As the EU intensifies its reliance on AI to control “irregular” migration, the Entry/Exit System (EES), a biometric categorization initiative, has been delayed for the third time. Member states feared that the simultaneous implementation of the systems could lead to logistical bottlenecks. In the U.S., the Department of Homeland Security plans to use face recognition to monitor migrant children. In Canada, authorities want to integrate a similar technology into an app designed to track individuals who are facing deportation. In the UK, an algorithm called “IPIC” (Identify and Prioritise Immigration Cases) is being used to recommend enforcement actions based on migrants' sensitive data.
Crushing nature and workers
Generative AI has become an integral part of our lives. That's why the public needs to know about the impact the technology is having on the climate crisis. Google and Microsoft have admitted that their greenhouse gas emissions have increased by 50% over the last five years. The reason for this is the development of generative AI. Research has shown that big tech companies may have underestimated their data centers‘ carbon emissions by several hundred percent.
AI-based systems cannot do without data centers, but neither can they do without human (and precarious) labor. Workers in Kenya who make data machine-readable are being paid with soft drinks and junk food. Finnish prisoners have to tag content for AI training. The performance and autonomy of AI that is hailed vigorously now is no longer so impressive if looking behind the surface. Self-driving cars only work because someone is doing click work in a stuffy room in Nairobi. By accepting that platform operators train their models with our user data, we support this exploitation system, oftentimes without knowing it.

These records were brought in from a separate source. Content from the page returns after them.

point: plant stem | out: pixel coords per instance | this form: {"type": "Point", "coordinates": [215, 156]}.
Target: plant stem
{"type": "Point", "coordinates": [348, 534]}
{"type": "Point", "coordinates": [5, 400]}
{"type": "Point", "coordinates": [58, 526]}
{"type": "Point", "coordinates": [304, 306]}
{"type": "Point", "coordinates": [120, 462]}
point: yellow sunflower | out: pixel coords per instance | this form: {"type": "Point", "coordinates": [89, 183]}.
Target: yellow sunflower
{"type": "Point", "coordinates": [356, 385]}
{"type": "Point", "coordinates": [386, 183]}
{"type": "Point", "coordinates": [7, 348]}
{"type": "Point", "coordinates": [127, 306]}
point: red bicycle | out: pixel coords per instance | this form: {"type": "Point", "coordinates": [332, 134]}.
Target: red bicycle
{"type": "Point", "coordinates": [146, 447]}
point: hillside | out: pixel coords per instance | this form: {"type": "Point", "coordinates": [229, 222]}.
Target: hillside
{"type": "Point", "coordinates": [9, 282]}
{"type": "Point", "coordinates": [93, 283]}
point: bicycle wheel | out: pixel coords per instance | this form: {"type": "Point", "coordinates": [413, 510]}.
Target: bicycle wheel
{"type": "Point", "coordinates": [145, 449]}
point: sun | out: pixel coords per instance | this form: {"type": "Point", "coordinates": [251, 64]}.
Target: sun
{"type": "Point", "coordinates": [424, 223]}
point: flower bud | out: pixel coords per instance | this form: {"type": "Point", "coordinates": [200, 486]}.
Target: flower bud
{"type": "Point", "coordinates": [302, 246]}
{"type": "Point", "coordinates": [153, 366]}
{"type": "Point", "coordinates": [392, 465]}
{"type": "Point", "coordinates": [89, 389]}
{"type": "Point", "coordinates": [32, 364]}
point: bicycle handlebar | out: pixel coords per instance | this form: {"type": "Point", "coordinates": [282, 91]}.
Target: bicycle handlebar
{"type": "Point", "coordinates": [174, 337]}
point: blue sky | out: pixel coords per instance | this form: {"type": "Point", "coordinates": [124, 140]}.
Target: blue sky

For years we have been wondering about the extent to which Big Tech is entangled with politics, as CEOs try to shape society to their ends. This time the answer was pretty obvious. Elon Musk's platform X favored Donald Trump and Musk himself injected millions into the Trump campaign.
Such alliances can serve harmful purposes. Our goal is to create a counterbalance by fostering positive relationships and seizing new opportunities to push back. The adoption of the AI Act and new data access to fight systemic risks under the Digital Services Act open up a whole new range of possibilities for action. While 2024 may have been a year of challenging choices by voters and decision-makers, 2025 could be the year we build the resistance.